(Reuters) — An explosion destroyed a Falcon 9 rocket belonging to Elon Musk’s SpaceX during routine test firing at Cape Canaveral in Florida on Thursday, shaking buildings miles away and sending a thick plume of black smoke pouring into the air.
SpaceX said in a statement there were no injuries, but that an “anomaly” during the static fire test resulted in the loss of the rocket and the Israeli communications satellite it had been due to carry into space at the weekend.
A spokesman for Cape Canaveral Air Force Station said there was a “significant” explosion just after 10 a.m. EDT (1400 GMT) at Launch Complex 40, which is leased by SpaceX.
“Our emergency management teams are responding right now,” said the spokesman, Bryan Purtell.
The explosion tore through the launch site during a test firing of the Falcon 9 rocket ahead of the launch of the communications satellite owned by Spacecom which had been scheduled for before dawn on Saturday.
People in buildings several miles from the facility wrote on social media that they felt the blast, and live television images showed thick black smoke coming from the site.
Local authorities said residents were not at risk.

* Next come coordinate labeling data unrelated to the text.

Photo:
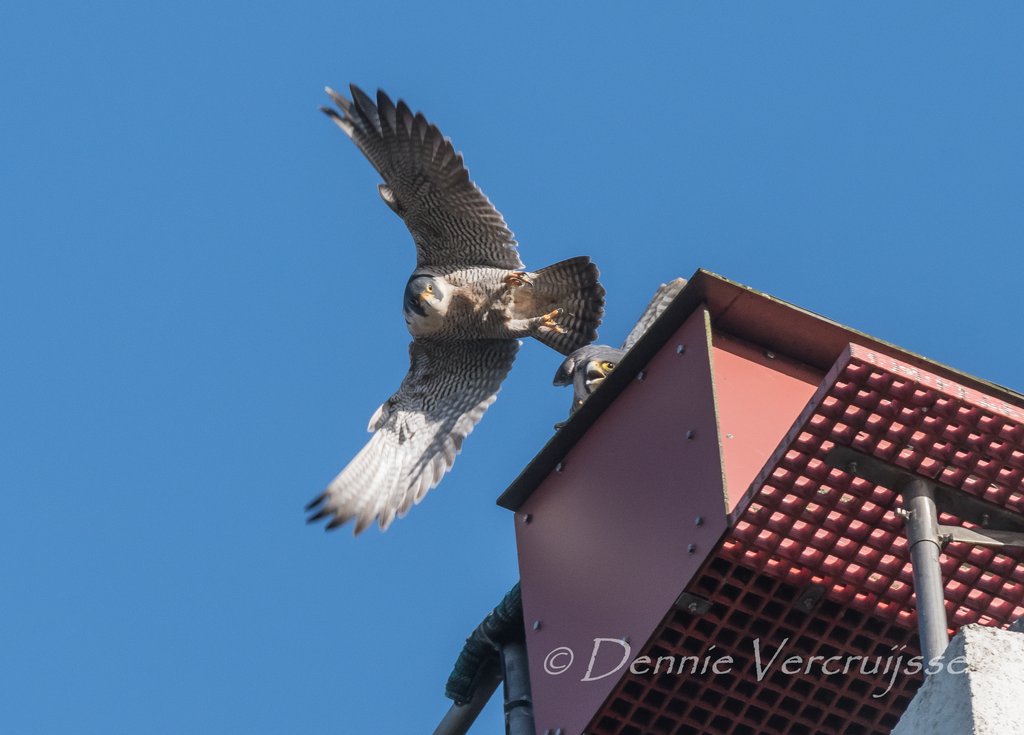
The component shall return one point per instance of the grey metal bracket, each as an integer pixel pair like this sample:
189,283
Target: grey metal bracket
924,499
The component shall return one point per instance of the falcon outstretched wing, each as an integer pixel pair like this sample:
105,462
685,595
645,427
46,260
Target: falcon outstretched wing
426,183
418,431
658,303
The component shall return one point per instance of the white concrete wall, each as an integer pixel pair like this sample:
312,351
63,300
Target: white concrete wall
987,698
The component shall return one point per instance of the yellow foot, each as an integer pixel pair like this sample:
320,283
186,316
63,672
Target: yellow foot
517,278
550,320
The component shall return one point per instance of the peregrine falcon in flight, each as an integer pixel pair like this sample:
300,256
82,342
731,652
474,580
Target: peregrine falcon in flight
587,368
466,304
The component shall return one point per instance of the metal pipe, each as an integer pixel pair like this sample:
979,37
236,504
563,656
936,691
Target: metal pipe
518,703
923,533
460,718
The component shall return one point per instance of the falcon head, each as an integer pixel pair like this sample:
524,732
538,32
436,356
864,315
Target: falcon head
586,369
426,296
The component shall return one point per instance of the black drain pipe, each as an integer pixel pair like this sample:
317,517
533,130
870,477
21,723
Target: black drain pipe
495,651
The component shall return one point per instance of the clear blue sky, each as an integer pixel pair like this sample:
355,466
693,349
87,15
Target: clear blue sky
200,301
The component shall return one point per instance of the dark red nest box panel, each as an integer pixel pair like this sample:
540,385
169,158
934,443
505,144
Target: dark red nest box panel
693,561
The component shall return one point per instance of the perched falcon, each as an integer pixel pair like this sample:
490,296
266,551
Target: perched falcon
588,366
466,304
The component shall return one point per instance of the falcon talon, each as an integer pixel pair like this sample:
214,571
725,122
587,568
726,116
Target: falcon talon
517,279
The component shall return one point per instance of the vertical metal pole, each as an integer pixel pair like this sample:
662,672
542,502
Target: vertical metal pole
461,717
518,704
923,532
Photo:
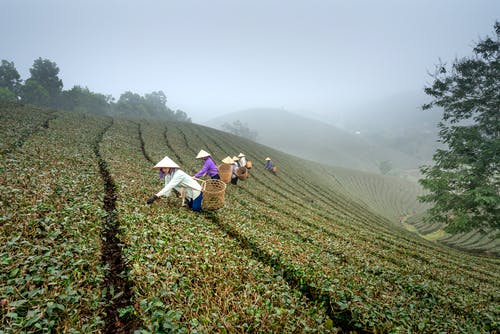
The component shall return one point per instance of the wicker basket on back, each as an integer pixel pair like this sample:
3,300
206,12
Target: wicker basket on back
242,173
213,194
225,171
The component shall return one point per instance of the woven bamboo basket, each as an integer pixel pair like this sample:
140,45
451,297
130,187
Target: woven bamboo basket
225,171
213,194
242,173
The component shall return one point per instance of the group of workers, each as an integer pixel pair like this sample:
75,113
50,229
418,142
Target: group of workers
178,180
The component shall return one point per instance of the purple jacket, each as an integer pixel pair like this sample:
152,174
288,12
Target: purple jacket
209,167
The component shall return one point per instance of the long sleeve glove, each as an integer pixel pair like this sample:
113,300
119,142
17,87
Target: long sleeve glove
152,199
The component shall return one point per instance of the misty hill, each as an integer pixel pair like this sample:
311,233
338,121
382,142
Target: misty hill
397,122
318,141
305,250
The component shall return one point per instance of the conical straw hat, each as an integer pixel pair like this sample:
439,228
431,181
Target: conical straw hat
202,154
166,162
228,160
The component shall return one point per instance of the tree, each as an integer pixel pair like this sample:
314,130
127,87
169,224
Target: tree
240,129
9,77
45,73
32,92
464,183
6,95
83,100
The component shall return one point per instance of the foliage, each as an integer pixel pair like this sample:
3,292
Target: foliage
44,88
464,183
240,129
9,77
6,95
45,72
83,100
148,106
33,92
288,252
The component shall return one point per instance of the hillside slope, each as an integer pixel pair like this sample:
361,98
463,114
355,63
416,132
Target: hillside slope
316,140
81,250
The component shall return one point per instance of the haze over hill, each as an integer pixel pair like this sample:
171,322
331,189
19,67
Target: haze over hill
357,147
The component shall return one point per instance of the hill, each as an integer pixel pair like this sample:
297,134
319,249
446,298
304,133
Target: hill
318,141
293,252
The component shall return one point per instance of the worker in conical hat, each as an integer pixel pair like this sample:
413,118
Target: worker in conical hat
175,179
269,164
243,160
232,161
209,166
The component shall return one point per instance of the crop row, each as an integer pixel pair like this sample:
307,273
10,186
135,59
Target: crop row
269,229
51,193
188,275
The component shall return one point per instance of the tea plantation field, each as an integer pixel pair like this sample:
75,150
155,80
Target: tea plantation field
303,250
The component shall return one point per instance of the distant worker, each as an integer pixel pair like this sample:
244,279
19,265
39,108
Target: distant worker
233,162
269,165
209,166
236,162
176,179
243,160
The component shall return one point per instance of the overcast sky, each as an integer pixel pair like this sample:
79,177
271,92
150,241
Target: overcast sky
219,56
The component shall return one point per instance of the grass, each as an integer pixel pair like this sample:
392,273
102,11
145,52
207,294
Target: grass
291,252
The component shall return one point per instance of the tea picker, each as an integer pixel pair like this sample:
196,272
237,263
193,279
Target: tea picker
176,179
209,167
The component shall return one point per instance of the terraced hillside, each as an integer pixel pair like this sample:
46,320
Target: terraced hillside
81,251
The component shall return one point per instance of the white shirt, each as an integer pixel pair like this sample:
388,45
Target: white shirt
177,180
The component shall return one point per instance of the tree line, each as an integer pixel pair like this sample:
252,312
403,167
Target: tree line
44,88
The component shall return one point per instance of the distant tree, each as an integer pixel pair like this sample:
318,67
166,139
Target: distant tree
156,105
83,100
9,77
464,183
181,116
131,105
6,95
34,93
45,73
240,129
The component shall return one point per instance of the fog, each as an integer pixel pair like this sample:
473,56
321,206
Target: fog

“There is NO threat to general public from catastrophic abort during static test fire at SpaceX launch pad,” the Brevard County Emergency Management Office said in a tweet.
Robin Seemangal, a space reporter with the Observer newspaper, quoted a source at the facility who told him it felt like the building they were in had been hit by lightning.
“We actually thought the building was collapsing, it shook us so bad,” Seemangal wrote in a tweet, quoting his source.
It was not immediately known if SpaceX’s launch pad was damaged or what the impact would be on the dozens of NASA and commercial satellite missions on its launch schedule.
SpaceX had recovered from a June 2015 launch accident that destroyed a load of cargo headed for the International Space Station.
The pad where SpaceX’s rocket was being prepared for launch is one of two operated by the company. Its other launch site is at Vandenberg Air Force Base in California.
Musk founded SpaceX in 2002 with the goal of slashing launch costs to make travel to Mars affordable. The company plans to fly its first unmanned spacecraft to Mars in 2018 and send humans to Mars as early as 2024.